Sunday, February 1, 2009

The Realist

Polonius: What do you read, my lord?

Hamlet: Words, words, words.


I am a few days late in noting the passing of John Updike, but there is a good reason for it--as many have noted, it doesn't really seem possible that he's gone. As will be the case when Dylan passes into memory some day, it seemed that Updike--like the poor, with whom he had nothing else in common--would always be with us.

In recent years I have mostly encountered Updike through his New Yorker criticism, which always seemed very much at home in that urbane and perspicuous publication; his fiction, I confess, I generally found to be pleasant, but in a vague and uncompelling sort of way (he wrote prolifically, and I also confess I haven't read more than a small fraction of his output).
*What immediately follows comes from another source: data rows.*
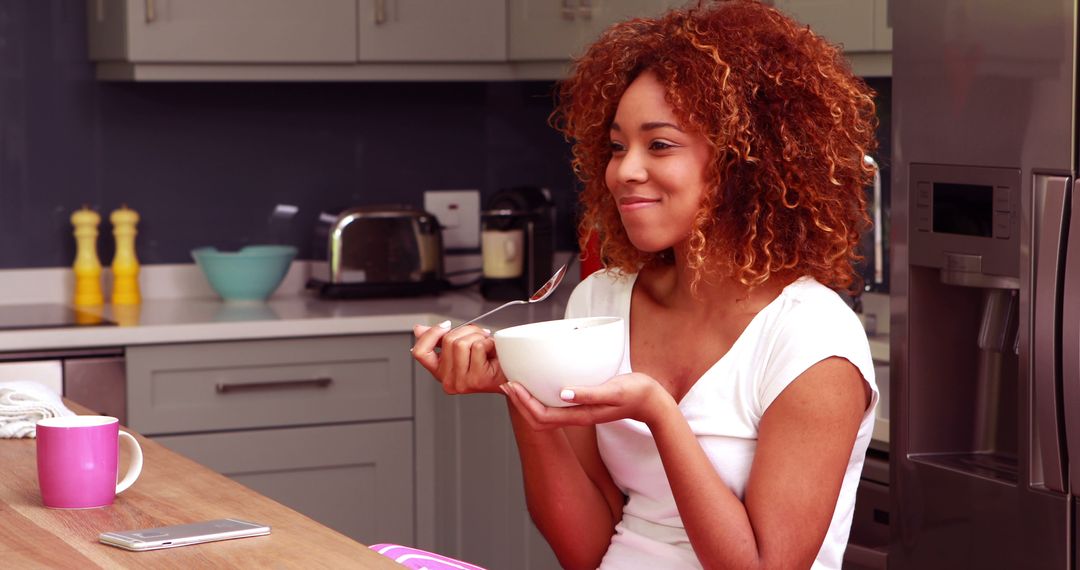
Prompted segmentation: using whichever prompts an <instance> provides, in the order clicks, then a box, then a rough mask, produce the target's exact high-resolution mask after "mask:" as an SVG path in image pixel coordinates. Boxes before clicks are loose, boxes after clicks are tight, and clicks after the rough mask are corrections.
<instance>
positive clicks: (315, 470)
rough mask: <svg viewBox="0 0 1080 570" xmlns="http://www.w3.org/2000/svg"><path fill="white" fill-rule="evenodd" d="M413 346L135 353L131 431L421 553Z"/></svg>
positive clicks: (305, 345)
mask: <svg viewBox="0 0 1080 570" xmlns="http://www.w3.org/2000/svg"><path fill="white" fill-rule="evenodd" d="M410 345H411V336H410V335H407V334H392V335H355V336H342V337H312V338H292V339H271V340H243V341H227V342H203V343H177V344H159V345H135V347H129V348H127V349H126V359H127V366H126V368H127V412H129V424H130V425H131V426H132V428H133V429H134V430H136V431H138V432H140V433H143V434H144V435H147V436H149V437H152V438H154V439H157V440H159V442H160V443H162V444H163V445H165V446H167V447H171V448H173V449H175V450H177V451H179V452H180V453H183V454H185V456H187V457H189V458H191V459H193V460H194V461H198V462H200V463H203V464H205V465H207V466H210V467H211V469H213V470H215V471H218V472H220V473H224V474H226V475H228V476H230V477H232V478H234V479H237V480H238V481H240V483H243V484H245V485H248V486H249V487H252V488H254V489H255V490H257V491H260V492H262V493H264V494H266V496H268V497H270V498H271V499H275V500H278V501H280V502H282V503H284V504H286V505H288V506H292V507H293V508H296V510H297V511H299V512H301V513H303V514H306V515H308V516H310V517H312V518H314V519H316V520H319V521H320V523H322V524H325V525H327V526H329V527H332V528H334V529H336V530H338V531H340V532H343V533H346V534H349V535H350V537H353V538H355V539H356V540H360V541H362V542H365V543H368V544H370V543H375V542H382V541H387V542H399V543H403V544H415V543H416V538H417V533H418V527H419V526H422V525H427V527H426V528H429V529H430V521H426V520H421V519H420V518H419V517H418V516H417V502H416V489H417V485H418V481H423V480H424V479H426V478H427V477H430V476H431V475H430V474H417V473H416V472H415V469H414V467H415V463H416V446H415V443H414V402H413V395H414V392H413V385H414V378H413V364H411V362H413V361H411V357H410V354H409V351H408V349H409V347H410ZM428 486H429V487H430V485H428ZM238 516H242V514H240V513H238ZM426 532H428V533H430V530H426Z"/></svg>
He wasn't to my preferred literary taste, but that probably reflects more on my not unlimited reading range than upon his worth.
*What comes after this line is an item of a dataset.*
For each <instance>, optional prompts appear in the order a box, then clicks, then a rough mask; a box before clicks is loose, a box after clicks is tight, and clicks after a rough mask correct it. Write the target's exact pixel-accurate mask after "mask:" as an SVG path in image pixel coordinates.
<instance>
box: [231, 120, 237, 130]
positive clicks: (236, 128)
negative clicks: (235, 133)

Frankly, I have trouble enjoying and really being moved by contemporary American realism, which for me is typified by Updike, Cheever, and to a lesser degree Raymond Carver. Its very ordinariness feels journalistic to me; in prose fiction I have always been drawn more to fabulism, broadly considered, than realism.

To my mind the prose writer's eye cannot merely be a contemporary camera; it must imbue its subject with an illuminating oddity, whether owing to temperamental exoticism (Hawthorne), metaphysical depth (Melville), a deranged but transfiguring style (Faulkner), an exquisite taste for absurdity (Nathanael West), a specific and powerful point of view (Flannery O'Connor), or sheer exuberance that carries all before it (Bellow and Roth).
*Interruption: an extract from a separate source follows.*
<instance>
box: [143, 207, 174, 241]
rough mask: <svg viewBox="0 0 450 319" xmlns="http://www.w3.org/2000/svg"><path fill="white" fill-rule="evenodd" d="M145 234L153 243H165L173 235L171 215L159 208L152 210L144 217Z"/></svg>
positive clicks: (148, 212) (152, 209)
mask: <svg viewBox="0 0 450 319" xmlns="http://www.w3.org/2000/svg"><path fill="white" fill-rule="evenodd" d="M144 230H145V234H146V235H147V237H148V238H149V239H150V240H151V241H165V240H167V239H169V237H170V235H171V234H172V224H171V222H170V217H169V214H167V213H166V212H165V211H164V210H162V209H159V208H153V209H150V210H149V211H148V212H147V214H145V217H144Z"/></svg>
To me Updike was none of these things. In the stories and novels upon which his reputation will rest, he casts a finely perceptive and appreciative eye upon the rituals of suburbia and American culture. Many have cited, with either admiration or contempt, his prettifying prose, and indeed, he could make a trip to Wal-Mart sound eternally glorious. But there seemed to be something facile and glib in this project.

I do not mean to speak ill of the dead, or to pick a fight with anyone who deeply loves his work. Again, my preferences have as much to do with my own particular needs in literature than with any serious foray into literary criticism. But Kafka wrote somewhere that literature must crack up the frozen sea within us; Updike's work felt less like an axe than like a massage. Some people love massages; I don't. (Axes I love only in a literary sort of way).

2 comments:

Anonymous said...

Alas, Updike didn't 'crack my frozen sea' either..haha. I haven't read him; and even less inclined to now, after what you said about his massages.

Literature like axes? I prefer mine to be like a relentless torture chamber that scars for life! -- To be cut, whipped, hung, strangled, chewed, drowned, sliced, burnt, shot...and then revived! Yes, torture - only in the literary sense of course.

Anonymous said...

How to respond after that comment above?! Whipped, hung, strangled etc. Is this an S&M convention? Sorry, but any comment such as "I really enjoyed this post" will seem incredibly tame. But this does make me want to read at least one of his novels so that I can make an informed opinion. I'll have a look out for his criticism too. Thanks.